Rusya Savunma Bakanı Sergey Şoygu’nun, “Suriyeli taraflar arasında imzalanan ateşkes anlaşmasına 60 binden fazla militan katıldı” dediğini kaydedip, soralım:

Bildiğimiz kadarıyla, PYD/YPG BM Güvenlik Konseyi’nin terör örgütleri listesinde değil… O halde anlaşmada bunlar da var mı, yok mu?..

Ateşkes anlaşması sadece Halep için mi, yoksa tüm bölgeler için mi geçerli?..

Şu ana kadar bu konuda tek bilgi veren, Türkiye’de bulunduğu ve Suriye’deki silahlı muhalif grupların sözcülüğünü yaptığı söylenen Usame Ebu Zeyd isimli biri oldu. Onun söylediklerine göre;

Anlaşmaya direk sahada olan 13 grubun “askeri komutanları” onay vermiş…

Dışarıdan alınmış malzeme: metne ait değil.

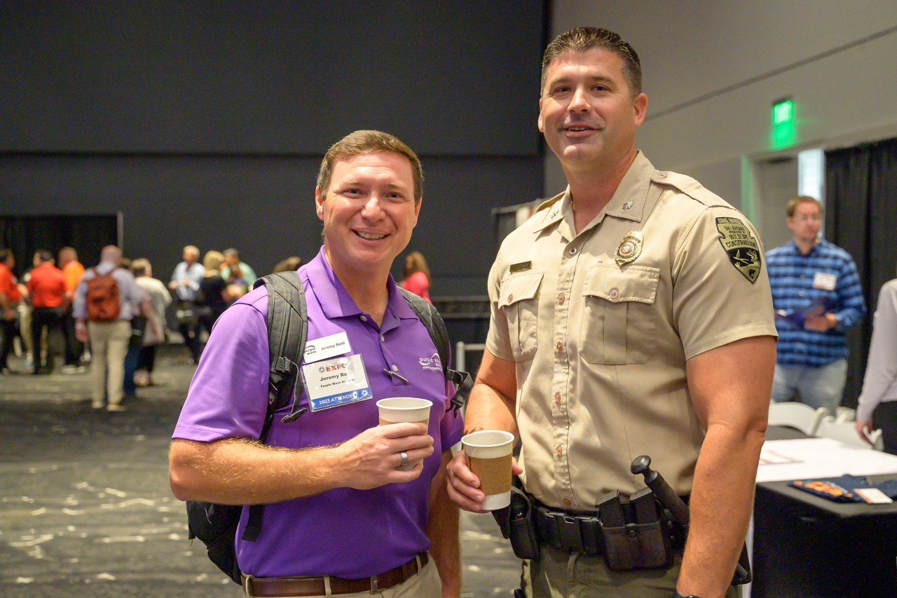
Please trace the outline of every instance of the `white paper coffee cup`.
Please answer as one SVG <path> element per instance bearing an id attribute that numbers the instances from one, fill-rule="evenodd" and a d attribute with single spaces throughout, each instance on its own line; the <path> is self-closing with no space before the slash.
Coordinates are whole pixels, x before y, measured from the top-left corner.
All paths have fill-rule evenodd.
<path id="1" fill-rule="evenodd" d="M 392 397 L 380 399 L 377 401 L 379 411 L 380 426 L 398 424 L 401 422 L 419 422 L 430 426 L 430 409 L 433 406 L 431 400 L 417 397 Z M 399 465 L 397 469 L 406 471 L 421 462 L 411 462 L 407 465 Z"/>
<path id="2" fill-rule="evenodd" d="M 483 509 L 494 511 L 510 504 L 510 466 L 514 435 L 503 430 L 480 430 L 461 438 L 467 466 L 480 479 L 486 495 Z"/>

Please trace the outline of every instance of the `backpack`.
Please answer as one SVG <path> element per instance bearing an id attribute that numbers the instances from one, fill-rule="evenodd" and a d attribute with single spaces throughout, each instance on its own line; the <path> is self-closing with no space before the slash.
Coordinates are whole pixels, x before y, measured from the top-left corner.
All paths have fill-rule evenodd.
<path id="1" fill-rule="evenodd" d="M 276 272 L 256 281 L 255 286 L 265 285 L 268 289 L 268 356 L 271 369 L 268 373 L 268 405 L 258 440 L 264 444 L 274 411 L 285 407 L 295 389 L 295 397 L 290 414 L 281 421 L 290 423 L 298 419 L 306 409 L 297 410 L 302 382 L 299 377 L 299 365 L 305 353 L 308 334 L 308 311 L 305 292 L 296 272 Z M 423 323 L 439 352 L 442 372 L 446 380 L 455 386 L 455 396 L 450 409 L 456 412 L 464 407 L 474 383 L 466 372 L 458 372 L 447 366 L 450 357 L 448 331 L 435 307 L 421 297 L 399 288 L 408 304 Z M 243 531 L 243 540 L 255 541 L 262 523 L 263 505 L 248 506 L 249 518 Z M 190 540 L 198 538 L 205 544 L 209 559 L 231 579 L 242 585 L 234 541 L 237 524 L 243 506 L 239 505 L 216 505 L 204 501 L 187 501 L 187 521 Z"/>
<path id="2" fill-rule="evenodd" d="M 113 321 L 121 313 L 121 302 L 118 295 L 118 283 L 112 276 L 111 270 L 107 274 L 100 274 L 97 268 L 91 268 L 93 277 L 87 283 L 87 319 L 91 321 Z"/>

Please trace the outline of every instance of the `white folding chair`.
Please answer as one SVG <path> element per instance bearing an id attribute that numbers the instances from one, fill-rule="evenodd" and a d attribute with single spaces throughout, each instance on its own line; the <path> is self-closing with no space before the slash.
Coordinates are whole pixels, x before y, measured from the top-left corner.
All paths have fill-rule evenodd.
<path id="1" fill-rule="evenodd" d="M 850 444 L 858 448 L 875 448 L 876 451 L 881 451 L 884 447 L 881 429 L 873 430 L 867 435 L 867 438 L 872 443 L 872 446 L 870 446 L 868 444 L 863 442 L 863 439 L 857 434 L 857 428 L 854 427 L 853 422 L 839 422 L 832 416 L 823 418 L 823 421 L 819 423 L 819 428 L 816 430 L 816 435 L 821 438 L 840 440 L 845 444 Z"/>
<path id="2" fill-rule="evenodd" d="M 770 405 L 770 426 L 788 426 L 808 436 L 816 435 L 819 422 L 825 417 L 825 408 L 817 409 L 793 400 Z"/>
<path id="3" fill-rule="evenodd" d="M 852 409 L 849 407 L 839 407 L 835 409 L 835 421 L 839 424 L 843 424 L 846 421 L 856 420 L 857 409 Z"/>

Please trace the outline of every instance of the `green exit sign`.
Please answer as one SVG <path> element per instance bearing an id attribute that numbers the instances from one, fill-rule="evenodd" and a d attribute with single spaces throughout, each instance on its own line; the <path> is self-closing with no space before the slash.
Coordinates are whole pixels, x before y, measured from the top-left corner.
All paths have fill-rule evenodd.
<path id="1" fill-rule="evenodd" d="M 791 100 L 779 100 L 772 104 L 772 124 L 786 125 L 794 119 L 794 102 Z"/>

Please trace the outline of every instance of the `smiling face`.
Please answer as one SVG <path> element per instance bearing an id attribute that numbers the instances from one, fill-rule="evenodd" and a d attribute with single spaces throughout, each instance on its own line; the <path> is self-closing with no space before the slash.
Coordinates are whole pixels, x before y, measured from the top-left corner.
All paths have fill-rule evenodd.
<path id="1" fill-rule="evenodd" d="M 635 155 L 648 97 L 634 97 L 615 52 L 568 50 L 545 73 L 539 130 L 570 174 L 614 168 Z"/>
<path id="2" fill-rule="evenodd" d="M 325 257 L 341 278 L 386 278 L 421 210 L 411 162 L 394 152 L 336 159 L 329 188 L 315 189 L 315 204 L 324 223 Z"/>
<path id="3" fill-rule="evenodd" d="M 794 215 L 787 219 L 796 242 L 814 243 L 823 224 L 822 211 L 814 201 L 801 201 L 794 207 Z"/>

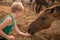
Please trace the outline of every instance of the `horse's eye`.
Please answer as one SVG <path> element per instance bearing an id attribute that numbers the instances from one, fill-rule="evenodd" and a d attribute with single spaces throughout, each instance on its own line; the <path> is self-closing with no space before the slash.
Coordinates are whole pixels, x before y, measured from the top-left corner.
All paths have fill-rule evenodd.
<path id="1" fill-rule="evenodd" d="M 45 20 L 46 18 L 44 16 L 41 17 L 42 20 Z"/>

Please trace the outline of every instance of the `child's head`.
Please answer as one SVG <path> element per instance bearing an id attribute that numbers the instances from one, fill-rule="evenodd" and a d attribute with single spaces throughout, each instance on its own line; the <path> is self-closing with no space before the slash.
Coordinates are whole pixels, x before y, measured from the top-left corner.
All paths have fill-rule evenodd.
<path id="1" fill-rule="evenodd" d="M 23 10 L 24 10 L 24 6 L 22 5 L 21 2 L 14 2 L 11 5 L 11 11 L 12 11 L 12 13 L 15 13 L 16 11 L 20 12 L 20 11 L 23 11 Z"/>

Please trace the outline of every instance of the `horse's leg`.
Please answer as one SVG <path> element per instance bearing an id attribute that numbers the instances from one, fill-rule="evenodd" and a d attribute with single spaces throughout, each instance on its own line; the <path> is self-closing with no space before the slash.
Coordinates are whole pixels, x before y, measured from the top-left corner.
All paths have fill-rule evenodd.
<path id="1" fill-rule="evenodd" d="M 54 3 L 55 0 L 52 0 L 52 2 Z"/>
<path id="2" fill-rule="evenodd" d="M 42 6 L 42 5 L 37 4 L 37 6 L 36 6 L 36 13 L 37 13 L 37 14 L 40 12 L 41 6 Z"/>

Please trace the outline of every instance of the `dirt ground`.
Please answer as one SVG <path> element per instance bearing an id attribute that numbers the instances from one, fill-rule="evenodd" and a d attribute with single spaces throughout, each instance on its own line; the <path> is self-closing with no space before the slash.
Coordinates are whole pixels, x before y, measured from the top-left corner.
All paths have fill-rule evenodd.
<path id="1" fill-rule="evenodd" d="M 5 15 L 11 13 L 10 6 L 0 6 L 0 19 Z M 30 10 L 29 6 L 25 6 L 25 12 L 21 17 L 16 19 L 16 23 L 22 32 L 27 32 L 29 24 L 34 21 L 37 17 L 37 14 Z M 10 35 L 14 35 L 16 40 L 60 40 L 60 20 L 55 20 L 49 29 L 42 30 L 36 33 L 36 36 L 33 38 L 16 35 L 12 30 Z"/>

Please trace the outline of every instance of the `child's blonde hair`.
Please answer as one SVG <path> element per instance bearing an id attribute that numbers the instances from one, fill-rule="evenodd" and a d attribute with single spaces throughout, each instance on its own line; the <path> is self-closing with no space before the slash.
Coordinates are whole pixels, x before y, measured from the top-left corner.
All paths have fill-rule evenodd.
<path id="1" fill-rule="evenodd" d="M 11 5 L 11 11 L 14 13 L 15 11 L 22 11 L 24 10 L 24 6 L 21 2 L 14 2 Z"/>

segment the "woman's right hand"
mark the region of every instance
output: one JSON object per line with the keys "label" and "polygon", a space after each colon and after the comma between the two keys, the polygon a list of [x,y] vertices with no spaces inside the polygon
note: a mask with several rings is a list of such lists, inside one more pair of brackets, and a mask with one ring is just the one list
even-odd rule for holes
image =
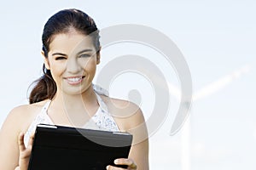
{"label": "woman's right hand", "polygon": [[27,170],[33,139],[34,139],[34,135],[32,135],[29,139],[28,145],[26,148],[25,144],[24,144],[24,133],[20,133],[20,135],[19,135],[19,150],[20,150],[19,167],[17,167],[15,170]]}

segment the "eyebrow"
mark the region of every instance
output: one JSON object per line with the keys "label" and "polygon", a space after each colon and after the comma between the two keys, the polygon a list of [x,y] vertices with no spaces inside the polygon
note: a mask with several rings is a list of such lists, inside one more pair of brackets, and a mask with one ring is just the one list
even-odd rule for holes
{"label": "eyebrow", "polygon": [[[79,55],[83,53],[85,53],[85,52],[91,52],[91,51],[92,51],[92,49],[84,49],[84,50],[79,52],[78,55]],[[52,54],[52,55],[64,55],[64,56],[67,56],[67,54],[61,54],[61,53],[54,53],[54,54]]]}

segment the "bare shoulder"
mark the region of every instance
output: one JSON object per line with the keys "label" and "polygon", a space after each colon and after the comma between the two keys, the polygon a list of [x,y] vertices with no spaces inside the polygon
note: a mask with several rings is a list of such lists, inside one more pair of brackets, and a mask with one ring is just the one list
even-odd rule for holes
{"label": "bare shoulder", "polygon": [[37,114],[40,112],[40,110],[45,102],[46,101],[42,101],[32,105],[22,105],[15,107],[7,116],[2,128],[11,126],[13,127],[12,130],[16,129],[20,132],[26,130]]}
{"label": "bare shoulder", "polygon": [[103,96],[102,99],[122,130],[131,130],[144,124],[143,113],[135,103],[106,96]]}

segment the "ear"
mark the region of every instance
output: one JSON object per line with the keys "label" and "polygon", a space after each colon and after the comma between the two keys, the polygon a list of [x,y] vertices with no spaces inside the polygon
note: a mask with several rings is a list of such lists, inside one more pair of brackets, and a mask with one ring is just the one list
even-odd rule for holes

PYD ateşkesin bir tarafı değilmiş. Süreci sabote etmesi veya kendilerine yönelik silahlı bir hareketi olması durumunda da PYD’ye müdahale edeceklermiş…

Anlaşma Suriye’nin tümünü ve sahada bulunan tüm “askeri grupları” içeriyormuş…

Ve Rusya, Esad rejimi ile destekçilerinin, Türkiye ise muhaliflerin garantörlüğünü üstlenmiş…

Bunlardan ne anladık?

PYD, anlaşmanın tarafı değil, ama uyacak, öyle mi?

Peki PYD hangi tarafta; Esad rejimi ve destekçilerinin mi, muhaliflerin mi? Bu durumda PYD’nin “garantörü” hangi ülke oluyor? Yoksa “garantörsüz” mü ya da Suriye’nin üçe-dörde bölünmesi planlarında öngörüldüğü gibi PYD’nin “garantörü” ABD mi? Anlaşmada “var mı, yok mu” belirsizliği bundan mı?

Rusya’nın PYD’ye Bakışı Ve Erdoğan’ın Bumergang Uyarısı

Rusya’nın PYD’ye bakışının ABD’den farklı olmadığı, hatta ABD, PYD “lideri” Salih Müslim’e vize vermezken, Rusya’nın Moskova’da ofis açtırdığı malûm.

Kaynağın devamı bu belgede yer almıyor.